Contam que minha mãe segurou meu pai com grilhões de sedução até a primeira percepção da transformação física. Alguns meses depois, entretanto, ele foi embora a deixando parada, pregada na pedra do porto. Mas ela também era dessas que apequenam o mundo e nem teve tempo de me ninar cantando cantigas de cabaré, embora tivesse (aqui se junta o que o diabo espalhou) o que muitas candidatas a santa gostariam de ver escrito na sua certidão de nascimento, o nome: Agnes de Jesus Purezza. Minha mãe, de quem guardo uma foto, nossa única proximidade desde que me pariu, foi ao mundo cumprir o seu destino. Não sabemos um do outro, mas eu a compreendo, acho. Deve ter tentando construir a sagrada vida em família tendo, desafortunadamente escolhido o santo pelo nome.

Santinho, meu pai, acabou sendo o anjo torto que ressurgiu tão logo eu nasci, impedindo que eu fosse parar na roda dos enjeitados. Me deu nome, origem e depois me entregou a um orfanato cuidado por religiosas. Uma espécie de remissão de pecados via terceiros.

Cresci encomendado para o sacerdócio. Minha infância e adolescência conheceram um único mundo. O mundo de rezas e privações, perfeito na visão dos conformados e genuflexos operários de Deus. A primeira inquietação adolescente veio à luz quando vi um padre benzendo uma noviça. Ele não rezava, apenas gemia e segurava a cabeça da religiosa, ajoelhada à sua frente, num ritual estranho, que em determinado momento tornou-se frenético. Quando quis saber que tipo de benção era aquela, a noviça nada falou. Em vez disso me mostrou o procedimento. E tantas vezes outras quis repetir a tal benção que fui repreendido, castigado, confinado e acabei excluído da ordem. Santinho tinha me deixado algo mais do que origem e nome. Mas enfim, eis o que queriam dizer com “crescei e multiplicai-vos”.

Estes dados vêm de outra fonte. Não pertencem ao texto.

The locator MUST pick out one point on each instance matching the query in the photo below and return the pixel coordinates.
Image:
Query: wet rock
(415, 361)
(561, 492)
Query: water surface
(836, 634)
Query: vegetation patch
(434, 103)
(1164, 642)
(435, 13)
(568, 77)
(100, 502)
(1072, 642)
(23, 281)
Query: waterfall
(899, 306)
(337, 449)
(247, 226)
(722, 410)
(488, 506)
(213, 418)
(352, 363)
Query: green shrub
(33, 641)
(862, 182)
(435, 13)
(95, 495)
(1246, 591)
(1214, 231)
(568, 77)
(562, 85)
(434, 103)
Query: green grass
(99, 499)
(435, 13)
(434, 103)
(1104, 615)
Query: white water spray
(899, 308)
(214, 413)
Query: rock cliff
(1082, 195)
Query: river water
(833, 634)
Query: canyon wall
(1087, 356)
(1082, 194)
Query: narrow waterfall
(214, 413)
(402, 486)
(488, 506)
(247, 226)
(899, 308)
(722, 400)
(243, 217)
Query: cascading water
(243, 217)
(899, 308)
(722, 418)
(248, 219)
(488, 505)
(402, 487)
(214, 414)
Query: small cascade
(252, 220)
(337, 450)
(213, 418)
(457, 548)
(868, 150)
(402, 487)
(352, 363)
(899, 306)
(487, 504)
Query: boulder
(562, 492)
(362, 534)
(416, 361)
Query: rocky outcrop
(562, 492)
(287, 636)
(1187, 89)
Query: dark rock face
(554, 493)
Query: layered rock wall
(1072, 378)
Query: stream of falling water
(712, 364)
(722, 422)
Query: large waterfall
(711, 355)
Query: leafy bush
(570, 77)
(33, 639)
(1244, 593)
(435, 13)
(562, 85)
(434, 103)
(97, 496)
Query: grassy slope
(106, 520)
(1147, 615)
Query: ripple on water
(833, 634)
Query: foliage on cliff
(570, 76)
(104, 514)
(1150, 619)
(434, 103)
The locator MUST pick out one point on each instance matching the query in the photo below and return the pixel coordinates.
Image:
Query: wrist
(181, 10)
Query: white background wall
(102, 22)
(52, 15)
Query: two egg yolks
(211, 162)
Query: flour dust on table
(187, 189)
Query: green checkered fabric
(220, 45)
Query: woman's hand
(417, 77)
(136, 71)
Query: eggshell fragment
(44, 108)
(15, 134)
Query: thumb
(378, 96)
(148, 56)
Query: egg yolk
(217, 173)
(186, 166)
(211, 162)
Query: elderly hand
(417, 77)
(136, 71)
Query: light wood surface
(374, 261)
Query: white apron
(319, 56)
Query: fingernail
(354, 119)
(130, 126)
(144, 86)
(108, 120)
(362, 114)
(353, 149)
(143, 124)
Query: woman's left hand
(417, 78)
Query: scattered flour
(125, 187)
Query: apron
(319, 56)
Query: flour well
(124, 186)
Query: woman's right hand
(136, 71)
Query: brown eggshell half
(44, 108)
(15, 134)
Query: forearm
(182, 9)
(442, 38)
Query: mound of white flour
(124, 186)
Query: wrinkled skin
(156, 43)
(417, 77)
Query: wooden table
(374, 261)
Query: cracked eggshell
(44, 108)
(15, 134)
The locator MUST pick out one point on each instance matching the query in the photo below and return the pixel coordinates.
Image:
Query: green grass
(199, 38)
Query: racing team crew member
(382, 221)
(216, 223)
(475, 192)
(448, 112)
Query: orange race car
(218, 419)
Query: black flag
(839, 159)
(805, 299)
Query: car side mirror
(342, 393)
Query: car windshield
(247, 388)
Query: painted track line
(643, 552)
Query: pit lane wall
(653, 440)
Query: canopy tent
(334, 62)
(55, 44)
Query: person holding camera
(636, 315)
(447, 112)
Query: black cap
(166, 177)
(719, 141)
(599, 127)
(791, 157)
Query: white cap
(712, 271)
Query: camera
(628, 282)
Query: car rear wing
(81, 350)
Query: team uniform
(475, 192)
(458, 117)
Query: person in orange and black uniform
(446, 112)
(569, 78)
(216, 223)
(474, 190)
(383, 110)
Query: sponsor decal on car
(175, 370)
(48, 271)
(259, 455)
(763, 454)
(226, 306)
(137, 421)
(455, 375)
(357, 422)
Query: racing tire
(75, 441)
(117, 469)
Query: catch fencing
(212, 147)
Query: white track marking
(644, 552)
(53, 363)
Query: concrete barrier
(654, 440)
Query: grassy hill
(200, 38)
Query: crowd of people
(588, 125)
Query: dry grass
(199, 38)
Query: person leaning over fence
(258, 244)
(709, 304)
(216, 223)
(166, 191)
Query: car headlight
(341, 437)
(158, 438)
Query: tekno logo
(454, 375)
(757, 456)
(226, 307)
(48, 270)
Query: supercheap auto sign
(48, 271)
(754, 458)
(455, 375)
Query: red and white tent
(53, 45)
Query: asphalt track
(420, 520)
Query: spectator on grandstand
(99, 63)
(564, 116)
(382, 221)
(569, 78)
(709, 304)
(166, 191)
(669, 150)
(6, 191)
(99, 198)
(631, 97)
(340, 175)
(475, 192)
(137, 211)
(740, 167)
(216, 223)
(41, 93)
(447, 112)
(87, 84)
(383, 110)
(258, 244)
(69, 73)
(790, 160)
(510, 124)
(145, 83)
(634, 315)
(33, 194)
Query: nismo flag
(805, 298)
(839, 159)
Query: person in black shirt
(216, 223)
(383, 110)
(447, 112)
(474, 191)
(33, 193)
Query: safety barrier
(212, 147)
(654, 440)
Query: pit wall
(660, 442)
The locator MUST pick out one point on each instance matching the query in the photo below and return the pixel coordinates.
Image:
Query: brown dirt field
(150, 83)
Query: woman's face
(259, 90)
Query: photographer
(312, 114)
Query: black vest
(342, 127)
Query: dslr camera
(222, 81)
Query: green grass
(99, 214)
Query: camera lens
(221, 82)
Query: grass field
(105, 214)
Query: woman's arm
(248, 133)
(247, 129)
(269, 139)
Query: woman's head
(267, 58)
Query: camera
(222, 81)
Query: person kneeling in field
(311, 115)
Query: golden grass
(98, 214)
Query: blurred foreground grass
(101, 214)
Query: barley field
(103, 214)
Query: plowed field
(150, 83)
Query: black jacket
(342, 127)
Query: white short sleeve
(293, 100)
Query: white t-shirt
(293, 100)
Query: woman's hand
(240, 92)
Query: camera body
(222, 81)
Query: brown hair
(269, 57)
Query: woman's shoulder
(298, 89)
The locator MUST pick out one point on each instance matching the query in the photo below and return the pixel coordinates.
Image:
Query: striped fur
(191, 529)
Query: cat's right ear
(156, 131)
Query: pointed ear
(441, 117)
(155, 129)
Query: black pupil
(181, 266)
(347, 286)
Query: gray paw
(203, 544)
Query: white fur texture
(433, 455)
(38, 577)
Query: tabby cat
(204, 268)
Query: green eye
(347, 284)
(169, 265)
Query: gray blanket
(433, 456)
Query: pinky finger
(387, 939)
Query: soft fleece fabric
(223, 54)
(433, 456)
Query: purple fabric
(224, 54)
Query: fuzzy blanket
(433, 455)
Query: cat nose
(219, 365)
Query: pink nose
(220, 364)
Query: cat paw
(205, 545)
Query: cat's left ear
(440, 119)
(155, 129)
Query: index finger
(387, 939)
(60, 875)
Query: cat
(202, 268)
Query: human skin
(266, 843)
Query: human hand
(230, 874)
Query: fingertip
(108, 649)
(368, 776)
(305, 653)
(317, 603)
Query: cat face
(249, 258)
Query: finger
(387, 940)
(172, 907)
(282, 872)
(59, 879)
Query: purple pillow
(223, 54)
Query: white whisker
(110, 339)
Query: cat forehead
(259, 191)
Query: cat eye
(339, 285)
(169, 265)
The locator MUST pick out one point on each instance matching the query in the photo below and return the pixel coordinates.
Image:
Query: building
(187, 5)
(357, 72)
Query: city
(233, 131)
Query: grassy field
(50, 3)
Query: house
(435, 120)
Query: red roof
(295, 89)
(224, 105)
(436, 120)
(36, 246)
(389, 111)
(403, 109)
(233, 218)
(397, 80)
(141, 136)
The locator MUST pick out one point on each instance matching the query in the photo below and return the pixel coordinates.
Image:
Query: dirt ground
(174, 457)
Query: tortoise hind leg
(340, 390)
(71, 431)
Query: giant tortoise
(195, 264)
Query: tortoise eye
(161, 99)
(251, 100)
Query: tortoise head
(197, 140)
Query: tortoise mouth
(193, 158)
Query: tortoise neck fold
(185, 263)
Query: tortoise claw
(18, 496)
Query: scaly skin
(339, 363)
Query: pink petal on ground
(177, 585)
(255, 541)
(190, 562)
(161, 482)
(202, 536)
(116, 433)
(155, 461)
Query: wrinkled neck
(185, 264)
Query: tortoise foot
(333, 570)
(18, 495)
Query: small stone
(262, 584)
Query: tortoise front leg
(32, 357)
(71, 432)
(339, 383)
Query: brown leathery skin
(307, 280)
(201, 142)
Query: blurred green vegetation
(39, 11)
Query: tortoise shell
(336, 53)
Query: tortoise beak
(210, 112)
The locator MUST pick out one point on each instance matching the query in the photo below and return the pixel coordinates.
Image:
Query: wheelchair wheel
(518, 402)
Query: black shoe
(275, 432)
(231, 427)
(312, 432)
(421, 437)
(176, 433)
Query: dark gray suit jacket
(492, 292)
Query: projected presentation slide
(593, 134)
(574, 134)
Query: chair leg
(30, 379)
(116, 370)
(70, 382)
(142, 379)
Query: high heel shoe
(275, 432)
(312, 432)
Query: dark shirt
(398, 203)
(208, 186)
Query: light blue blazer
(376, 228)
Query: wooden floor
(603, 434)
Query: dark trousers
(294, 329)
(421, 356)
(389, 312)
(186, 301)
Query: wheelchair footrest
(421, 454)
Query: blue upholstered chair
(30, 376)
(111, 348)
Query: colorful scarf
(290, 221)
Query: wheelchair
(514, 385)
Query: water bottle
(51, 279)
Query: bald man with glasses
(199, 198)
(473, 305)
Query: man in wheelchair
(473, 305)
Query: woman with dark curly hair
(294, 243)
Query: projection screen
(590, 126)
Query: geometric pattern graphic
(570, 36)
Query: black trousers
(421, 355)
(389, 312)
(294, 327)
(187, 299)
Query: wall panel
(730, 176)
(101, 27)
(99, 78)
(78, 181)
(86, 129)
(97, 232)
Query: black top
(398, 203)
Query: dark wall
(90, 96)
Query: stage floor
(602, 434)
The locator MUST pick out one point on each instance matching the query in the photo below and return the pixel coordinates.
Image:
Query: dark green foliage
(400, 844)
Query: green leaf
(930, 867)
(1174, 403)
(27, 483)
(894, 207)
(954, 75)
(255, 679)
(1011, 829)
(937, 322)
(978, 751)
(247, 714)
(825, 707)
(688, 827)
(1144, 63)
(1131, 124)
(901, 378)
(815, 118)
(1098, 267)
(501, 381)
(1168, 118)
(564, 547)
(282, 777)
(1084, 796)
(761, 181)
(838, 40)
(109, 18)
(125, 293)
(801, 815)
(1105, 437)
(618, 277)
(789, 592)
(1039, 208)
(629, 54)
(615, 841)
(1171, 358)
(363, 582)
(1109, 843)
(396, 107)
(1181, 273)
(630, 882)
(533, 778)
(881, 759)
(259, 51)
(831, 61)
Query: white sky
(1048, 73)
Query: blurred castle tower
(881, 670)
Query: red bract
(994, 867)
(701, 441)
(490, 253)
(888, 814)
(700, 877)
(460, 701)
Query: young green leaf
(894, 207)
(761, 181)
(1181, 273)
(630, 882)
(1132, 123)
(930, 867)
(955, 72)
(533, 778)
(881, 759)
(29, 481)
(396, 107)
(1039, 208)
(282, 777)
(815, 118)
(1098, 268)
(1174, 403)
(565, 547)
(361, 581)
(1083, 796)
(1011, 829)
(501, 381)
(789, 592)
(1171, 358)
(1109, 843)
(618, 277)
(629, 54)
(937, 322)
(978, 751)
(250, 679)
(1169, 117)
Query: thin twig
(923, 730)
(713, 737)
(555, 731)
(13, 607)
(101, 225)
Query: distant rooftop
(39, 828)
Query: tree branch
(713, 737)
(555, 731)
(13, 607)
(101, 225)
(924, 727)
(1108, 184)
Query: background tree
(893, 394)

A propósito, meu nome, certamente mais por ironia que por amor é quase uma homilia: Angelo Purezza dos Anjos, ou simplesmente Anjo, como chamam os amigos. Mesmo que corte pela metade, faça conjugações diferentes não tenho saída, o primeiro olhar que recebo é sempre de reverência. Afinal os nomes dizem o que somos. Ou deveriam.




Nota: Algumas expressões da música Menino Jesus, Chico Buarque.